A few years ago, I was finishing up my lunch at a Cornish pasty place in downtown Phoenix. I wanted something to end the meal, but eating what felt like five pounds of meat and cheese encrusted in flaky, lardy pastry had left me in no mood for banoffee pie or sticky toffee pudding. I knew exactly what I did want, and I ordered a Founders Rubaeus beer. It was a perfect ending, with the bubbles and the hops scrubbing away all the grease from the meal and the raspberries in the brew giving my palate a refreshing lift. I’m less likely to order a Founders now, given that the Michigan brewery seems to suck as a workplace, but fortunately, North Texas makes its own fruit beers to pick up the slack.

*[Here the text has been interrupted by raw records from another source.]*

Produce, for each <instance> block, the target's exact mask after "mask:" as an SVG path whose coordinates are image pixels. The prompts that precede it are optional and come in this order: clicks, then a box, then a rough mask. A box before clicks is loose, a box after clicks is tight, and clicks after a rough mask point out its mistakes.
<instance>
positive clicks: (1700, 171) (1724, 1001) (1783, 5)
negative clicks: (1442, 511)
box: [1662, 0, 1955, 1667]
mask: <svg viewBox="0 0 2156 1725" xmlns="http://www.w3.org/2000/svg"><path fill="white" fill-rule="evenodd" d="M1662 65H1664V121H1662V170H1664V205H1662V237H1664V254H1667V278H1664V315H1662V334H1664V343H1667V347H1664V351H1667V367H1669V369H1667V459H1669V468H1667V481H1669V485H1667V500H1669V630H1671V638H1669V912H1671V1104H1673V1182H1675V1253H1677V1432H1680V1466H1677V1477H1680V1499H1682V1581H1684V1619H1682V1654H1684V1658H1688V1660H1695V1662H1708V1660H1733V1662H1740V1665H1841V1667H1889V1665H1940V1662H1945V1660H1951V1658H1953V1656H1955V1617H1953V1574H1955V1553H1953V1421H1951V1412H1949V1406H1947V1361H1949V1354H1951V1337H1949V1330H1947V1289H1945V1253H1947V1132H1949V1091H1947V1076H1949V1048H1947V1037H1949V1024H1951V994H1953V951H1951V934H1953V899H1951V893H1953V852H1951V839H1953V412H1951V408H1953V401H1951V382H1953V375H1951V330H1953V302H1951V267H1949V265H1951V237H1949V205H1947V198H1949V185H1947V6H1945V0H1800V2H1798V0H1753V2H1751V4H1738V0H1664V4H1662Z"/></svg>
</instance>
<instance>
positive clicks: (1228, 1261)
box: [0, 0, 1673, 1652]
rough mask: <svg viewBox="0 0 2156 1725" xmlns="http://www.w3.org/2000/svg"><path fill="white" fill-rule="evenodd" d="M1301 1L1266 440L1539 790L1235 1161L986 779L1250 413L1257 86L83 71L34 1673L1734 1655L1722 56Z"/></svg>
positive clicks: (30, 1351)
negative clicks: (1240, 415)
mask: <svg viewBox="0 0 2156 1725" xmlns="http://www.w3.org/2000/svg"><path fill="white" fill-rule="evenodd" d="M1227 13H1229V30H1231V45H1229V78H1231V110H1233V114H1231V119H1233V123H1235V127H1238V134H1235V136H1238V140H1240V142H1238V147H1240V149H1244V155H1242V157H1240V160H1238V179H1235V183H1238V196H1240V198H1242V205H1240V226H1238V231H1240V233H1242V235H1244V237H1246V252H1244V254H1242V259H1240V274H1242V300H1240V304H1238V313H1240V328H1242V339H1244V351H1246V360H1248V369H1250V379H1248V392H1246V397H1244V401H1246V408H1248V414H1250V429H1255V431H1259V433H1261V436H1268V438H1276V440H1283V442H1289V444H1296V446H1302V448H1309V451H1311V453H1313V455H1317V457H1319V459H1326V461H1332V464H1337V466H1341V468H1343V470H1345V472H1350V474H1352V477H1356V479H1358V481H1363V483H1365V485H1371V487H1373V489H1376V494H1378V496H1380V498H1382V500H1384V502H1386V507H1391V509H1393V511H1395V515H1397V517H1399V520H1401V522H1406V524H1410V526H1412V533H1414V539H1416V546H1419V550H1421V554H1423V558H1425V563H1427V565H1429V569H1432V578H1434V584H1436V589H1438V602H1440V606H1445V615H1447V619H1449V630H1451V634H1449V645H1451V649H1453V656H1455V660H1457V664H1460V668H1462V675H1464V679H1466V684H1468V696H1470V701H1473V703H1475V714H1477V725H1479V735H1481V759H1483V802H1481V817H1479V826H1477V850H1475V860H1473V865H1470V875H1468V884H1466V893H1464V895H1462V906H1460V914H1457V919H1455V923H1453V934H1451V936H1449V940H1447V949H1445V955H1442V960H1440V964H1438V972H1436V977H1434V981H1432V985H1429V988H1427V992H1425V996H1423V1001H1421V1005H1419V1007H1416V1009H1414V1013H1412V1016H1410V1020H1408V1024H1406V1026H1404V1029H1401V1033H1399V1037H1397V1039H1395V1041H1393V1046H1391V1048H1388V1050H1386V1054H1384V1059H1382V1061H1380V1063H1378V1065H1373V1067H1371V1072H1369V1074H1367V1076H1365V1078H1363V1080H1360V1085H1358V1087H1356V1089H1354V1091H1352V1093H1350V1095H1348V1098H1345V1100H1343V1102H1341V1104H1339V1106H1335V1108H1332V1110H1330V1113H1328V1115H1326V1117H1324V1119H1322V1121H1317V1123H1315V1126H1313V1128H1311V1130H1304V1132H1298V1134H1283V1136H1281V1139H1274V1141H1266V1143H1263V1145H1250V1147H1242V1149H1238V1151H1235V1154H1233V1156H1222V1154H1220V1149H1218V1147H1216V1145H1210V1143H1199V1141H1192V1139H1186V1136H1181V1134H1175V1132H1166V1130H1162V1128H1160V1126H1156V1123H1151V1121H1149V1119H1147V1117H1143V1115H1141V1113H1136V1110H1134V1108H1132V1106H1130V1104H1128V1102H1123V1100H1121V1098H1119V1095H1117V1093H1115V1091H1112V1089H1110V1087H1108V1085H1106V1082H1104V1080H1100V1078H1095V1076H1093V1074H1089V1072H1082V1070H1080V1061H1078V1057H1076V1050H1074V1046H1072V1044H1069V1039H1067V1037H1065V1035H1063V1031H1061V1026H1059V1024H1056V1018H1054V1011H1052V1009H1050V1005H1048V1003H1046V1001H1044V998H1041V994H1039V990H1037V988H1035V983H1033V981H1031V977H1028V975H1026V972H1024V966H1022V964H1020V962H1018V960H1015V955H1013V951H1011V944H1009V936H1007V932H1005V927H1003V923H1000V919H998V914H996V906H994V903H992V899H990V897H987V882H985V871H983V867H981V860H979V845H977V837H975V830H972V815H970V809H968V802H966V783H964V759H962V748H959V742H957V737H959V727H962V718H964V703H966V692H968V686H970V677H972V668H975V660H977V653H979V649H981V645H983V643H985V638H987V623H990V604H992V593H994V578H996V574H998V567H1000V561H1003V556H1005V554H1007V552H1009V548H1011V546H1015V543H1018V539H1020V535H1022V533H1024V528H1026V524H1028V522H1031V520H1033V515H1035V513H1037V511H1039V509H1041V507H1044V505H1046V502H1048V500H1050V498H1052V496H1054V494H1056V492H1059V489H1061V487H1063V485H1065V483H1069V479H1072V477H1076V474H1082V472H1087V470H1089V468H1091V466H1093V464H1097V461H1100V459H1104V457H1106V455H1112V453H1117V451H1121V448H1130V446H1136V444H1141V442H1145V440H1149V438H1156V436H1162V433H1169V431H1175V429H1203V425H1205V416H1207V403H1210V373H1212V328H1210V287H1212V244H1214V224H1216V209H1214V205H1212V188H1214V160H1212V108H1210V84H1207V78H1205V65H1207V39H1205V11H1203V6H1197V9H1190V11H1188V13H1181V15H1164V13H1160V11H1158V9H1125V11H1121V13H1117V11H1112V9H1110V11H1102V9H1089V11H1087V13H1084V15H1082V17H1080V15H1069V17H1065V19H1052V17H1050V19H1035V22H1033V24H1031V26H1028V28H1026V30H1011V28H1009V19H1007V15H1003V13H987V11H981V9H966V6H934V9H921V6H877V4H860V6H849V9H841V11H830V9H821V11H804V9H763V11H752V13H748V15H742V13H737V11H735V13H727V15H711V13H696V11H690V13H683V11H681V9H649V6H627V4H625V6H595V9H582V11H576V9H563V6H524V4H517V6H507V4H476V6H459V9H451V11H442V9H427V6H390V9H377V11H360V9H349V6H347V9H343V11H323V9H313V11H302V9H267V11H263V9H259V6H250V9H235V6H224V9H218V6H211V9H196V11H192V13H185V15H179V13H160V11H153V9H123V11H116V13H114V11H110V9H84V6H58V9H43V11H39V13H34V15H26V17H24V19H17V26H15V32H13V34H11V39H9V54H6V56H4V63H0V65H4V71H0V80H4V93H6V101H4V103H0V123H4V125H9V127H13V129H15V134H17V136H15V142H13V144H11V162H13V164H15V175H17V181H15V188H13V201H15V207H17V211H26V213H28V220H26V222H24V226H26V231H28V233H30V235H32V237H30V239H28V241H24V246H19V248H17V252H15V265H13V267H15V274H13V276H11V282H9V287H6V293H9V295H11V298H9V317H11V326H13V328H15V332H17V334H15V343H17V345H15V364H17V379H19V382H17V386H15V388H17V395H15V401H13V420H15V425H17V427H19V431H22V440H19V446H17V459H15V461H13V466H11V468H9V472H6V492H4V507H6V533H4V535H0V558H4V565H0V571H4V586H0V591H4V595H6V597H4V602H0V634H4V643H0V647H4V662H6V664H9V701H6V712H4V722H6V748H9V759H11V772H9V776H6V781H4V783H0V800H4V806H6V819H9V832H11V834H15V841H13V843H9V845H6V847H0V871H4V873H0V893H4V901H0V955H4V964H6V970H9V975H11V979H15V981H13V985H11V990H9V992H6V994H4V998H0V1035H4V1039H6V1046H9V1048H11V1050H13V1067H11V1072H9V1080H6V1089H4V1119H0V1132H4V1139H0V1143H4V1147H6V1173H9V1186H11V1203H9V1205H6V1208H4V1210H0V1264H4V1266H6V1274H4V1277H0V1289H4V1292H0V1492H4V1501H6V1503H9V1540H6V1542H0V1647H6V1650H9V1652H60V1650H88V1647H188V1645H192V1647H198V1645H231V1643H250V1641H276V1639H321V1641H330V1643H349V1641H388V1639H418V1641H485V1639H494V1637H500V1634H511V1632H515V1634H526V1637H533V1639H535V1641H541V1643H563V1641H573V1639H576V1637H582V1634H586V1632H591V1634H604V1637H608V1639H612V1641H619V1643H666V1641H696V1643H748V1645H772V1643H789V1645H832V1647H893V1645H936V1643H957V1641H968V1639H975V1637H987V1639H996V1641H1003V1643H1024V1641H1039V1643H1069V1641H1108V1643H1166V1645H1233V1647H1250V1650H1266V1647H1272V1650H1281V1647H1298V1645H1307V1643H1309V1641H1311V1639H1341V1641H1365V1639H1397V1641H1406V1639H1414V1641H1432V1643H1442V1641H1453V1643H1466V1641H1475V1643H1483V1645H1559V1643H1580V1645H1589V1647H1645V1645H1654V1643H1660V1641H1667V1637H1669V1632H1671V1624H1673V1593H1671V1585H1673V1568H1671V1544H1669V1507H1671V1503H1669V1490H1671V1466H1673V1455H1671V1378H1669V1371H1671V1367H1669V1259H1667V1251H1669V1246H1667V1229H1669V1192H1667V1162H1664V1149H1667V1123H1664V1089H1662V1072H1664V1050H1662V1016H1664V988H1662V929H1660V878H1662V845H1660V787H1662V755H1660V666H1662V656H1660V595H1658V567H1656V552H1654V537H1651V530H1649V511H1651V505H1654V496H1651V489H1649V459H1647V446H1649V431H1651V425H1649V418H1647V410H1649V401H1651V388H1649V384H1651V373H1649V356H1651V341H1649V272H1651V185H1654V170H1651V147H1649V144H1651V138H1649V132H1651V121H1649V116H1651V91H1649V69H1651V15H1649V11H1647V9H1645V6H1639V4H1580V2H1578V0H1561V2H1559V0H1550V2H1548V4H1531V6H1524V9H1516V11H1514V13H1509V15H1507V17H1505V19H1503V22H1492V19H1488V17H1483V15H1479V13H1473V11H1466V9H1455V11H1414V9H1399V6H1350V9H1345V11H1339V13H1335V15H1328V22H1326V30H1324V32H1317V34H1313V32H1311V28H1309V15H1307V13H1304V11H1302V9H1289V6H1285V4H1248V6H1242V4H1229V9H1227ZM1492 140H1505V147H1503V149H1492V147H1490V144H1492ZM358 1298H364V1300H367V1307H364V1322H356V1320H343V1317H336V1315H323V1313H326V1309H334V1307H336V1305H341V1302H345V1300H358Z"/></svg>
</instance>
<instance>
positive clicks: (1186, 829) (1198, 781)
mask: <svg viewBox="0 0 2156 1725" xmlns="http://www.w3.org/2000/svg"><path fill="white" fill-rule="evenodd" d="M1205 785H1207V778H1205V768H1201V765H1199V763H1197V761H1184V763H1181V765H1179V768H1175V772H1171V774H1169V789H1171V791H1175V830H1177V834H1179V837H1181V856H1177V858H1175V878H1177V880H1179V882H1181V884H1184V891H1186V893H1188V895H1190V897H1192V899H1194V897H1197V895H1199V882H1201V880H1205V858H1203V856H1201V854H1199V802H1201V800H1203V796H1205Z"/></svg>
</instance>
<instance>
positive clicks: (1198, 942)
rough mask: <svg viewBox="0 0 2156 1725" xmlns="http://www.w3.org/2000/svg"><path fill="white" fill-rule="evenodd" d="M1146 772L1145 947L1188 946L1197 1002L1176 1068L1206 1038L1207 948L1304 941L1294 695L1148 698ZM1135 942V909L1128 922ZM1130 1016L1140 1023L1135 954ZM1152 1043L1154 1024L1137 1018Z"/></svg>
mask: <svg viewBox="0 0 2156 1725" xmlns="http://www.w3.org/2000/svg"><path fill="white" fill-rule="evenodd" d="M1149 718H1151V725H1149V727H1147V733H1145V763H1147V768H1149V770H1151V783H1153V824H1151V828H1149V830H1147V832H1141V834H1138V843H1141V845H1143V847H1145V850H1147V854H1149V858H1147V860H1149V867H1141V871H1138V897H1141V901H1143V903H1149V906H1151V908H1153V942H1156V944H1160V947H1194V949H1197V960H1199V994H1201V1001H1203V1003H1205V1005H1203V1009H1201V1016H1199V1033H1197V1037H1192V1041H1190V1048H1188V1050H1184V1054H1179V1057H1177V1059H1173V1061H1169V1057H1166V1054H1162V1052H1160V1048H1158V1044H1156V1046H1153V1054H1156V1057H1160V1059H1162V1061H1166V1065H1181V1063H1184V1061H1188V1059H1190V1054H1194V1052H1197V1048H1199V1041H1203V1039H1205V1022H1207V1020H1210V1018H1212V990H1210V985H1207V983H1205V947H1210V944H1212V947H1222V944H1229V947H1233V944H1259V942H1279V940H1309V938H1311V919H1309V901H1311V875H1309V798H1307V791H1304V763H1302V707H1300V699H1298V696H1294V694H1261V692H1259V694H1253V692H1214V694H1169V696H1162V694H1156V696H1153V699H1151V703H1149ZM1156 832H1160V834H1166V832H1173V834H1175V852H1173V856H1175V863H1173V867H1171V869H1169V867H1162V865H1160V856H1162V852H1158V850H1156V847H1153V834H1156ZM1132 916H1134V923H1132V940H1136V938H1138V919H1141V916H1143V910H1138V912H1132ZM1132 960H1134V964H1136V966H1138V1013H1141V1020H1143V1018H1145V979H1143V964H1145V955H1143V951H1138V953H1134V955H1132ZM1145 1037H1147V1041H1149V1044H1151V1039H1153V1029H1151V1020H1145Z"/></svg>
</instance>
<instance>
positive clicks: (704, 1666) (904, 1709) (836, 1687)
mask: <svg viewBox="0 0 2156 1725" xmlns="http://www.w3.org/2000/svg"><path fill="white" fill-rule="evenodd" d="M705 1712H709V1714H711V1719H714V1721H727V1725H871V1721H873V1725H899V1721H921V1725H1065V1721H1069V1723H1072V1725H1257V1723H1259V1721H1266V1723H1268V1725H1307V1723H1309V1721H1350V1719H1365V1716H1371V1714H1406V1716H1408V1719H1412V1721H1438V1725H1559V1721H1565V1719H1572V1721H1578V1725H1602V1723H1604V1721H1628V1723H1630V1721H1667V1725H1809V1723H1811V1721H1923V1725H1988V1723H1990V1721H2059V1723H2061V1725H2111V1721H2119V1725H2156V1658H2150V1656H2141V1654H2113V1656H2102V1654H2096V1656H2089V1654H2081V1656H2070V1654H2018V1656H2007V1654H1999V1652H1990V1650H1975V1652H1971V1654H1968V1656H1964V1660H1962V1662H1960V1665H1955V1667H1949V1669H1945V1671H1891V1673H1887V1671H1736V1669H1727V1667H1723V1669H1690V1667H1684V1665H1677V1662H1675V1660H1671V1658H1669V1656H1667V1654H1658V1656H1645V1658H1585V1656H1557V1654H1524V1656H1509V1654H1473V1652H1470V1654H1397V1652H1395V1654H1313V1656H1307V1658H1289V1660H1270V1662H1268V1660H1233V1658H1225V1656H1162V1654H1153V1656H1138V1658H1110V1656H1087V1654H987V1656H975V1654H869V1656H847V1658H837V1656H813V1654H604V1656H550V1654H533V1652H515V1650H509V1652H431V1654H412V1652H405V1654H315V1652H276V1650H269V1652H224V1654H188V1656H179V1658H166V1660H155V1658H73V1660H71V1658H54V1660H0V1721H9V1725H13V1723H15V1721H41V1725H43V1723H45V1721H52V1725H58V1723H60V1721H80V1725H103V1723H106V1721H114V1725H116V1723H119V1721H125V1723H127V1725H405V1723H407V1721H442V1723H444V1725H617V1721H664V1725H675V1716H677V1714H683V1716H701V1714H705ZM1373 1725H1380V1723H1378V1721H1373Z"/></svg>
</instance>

First, we need to define terms. A fruit beer is any beer that is brewed with fruit, so putting a wheel of orange on the rim of a glass of wheat beer does not make it a fruit beer, though it may get you chased down the street by an angry mob of wheat beer purists. (If this happens to you, don’t worry. The beer snobs will start arguing among themselves about whether to call it “hefeweizen” or “witbier” and eventually give up the chase.) We also don’t count straight-up mixtures of beer and fruit juice — known by the British word “shandy” or the German word “radler” — refreshing though they might be on a hot summer day.
No, the fruit must be in the brew. Makers of lambic and other sour styles of beer (other than gose) add fruit as a way of offsetting the sourness with sweet flavors that don’t clash. IPA brewers, on the other hand, occasionally use hops that have citrus flavors, so the addition of actual citrus accentuates those tastes. Still others add fruit to their beer because, well, fruit tastes good.
Wheat beer lovers may object to orange slices, but orange peel has long been a traditional flavoring for the foamy, biscuit-y brew. You can find Revolver Brewing’s Blood & Honey in a great many places, and for good reason, as the golden ale (flavored with blood orange peel and Texas honey) offers up a complex and nicely balanced counterpoint to a wide variety of foods. The Granbury craft brewer also has a Full-Tang IPA that uses tangerine to bring out the citrus notes in the ale.
Division Brewing offers up a Knotty Boyse sour beer that’s made with boysenberries, blueberries, and vanilla. I found myself missing the woodsy roundness of the vanilla to balance out the berry tastes — the bean is tricky to work with because heat can burn off all the qualities that make it special — but even so, this imbibe with a color reminiscent of cherry Kool-Aid proves to be a sour lollipop of goodness. The Arlington brewery also offers a Grafted and Gilded Shiraz, a barrel-aged sour with shiraz grapes that gives you the unique experience of wine notes on top of beer.
Fall always means pumpkin beer, and while I’m as tired as everybody else of the pumpkin spicing of every supermarket product that comes with the season, I will say that it can work quite well in beer when it’s done right. For this peculiarly American style of beer, your best bet in North Texas is probably Lakewood Brewing Company’s Punkel, which smartly avoids using any pumpkin in the brew and instead employs the spices associated with pumpkin pie: cinnamon, allspice, and nutmeg. The spice mix brings out the naturally spicy, earthy qualities of the dark German-style dunkel where it’s used.
A few years ago, Budweiser built an ad campaign around the idea that fruit beer isn’t a drink for manly men. The blowback was fierce enough that the macrobrewer caved and shortly started putting its name on some peach margarita-flavored malt beverages, and yet some people persist in thinking along those lines. The thing is, when you let social pressures keep you away from something that is delicious, you’ve already lost. I still remember how good that glass of raspberry ale tasted in Phoenix those years ago, and it’s why I’ll hold my head high when I raise my next glass of fruit beer in public.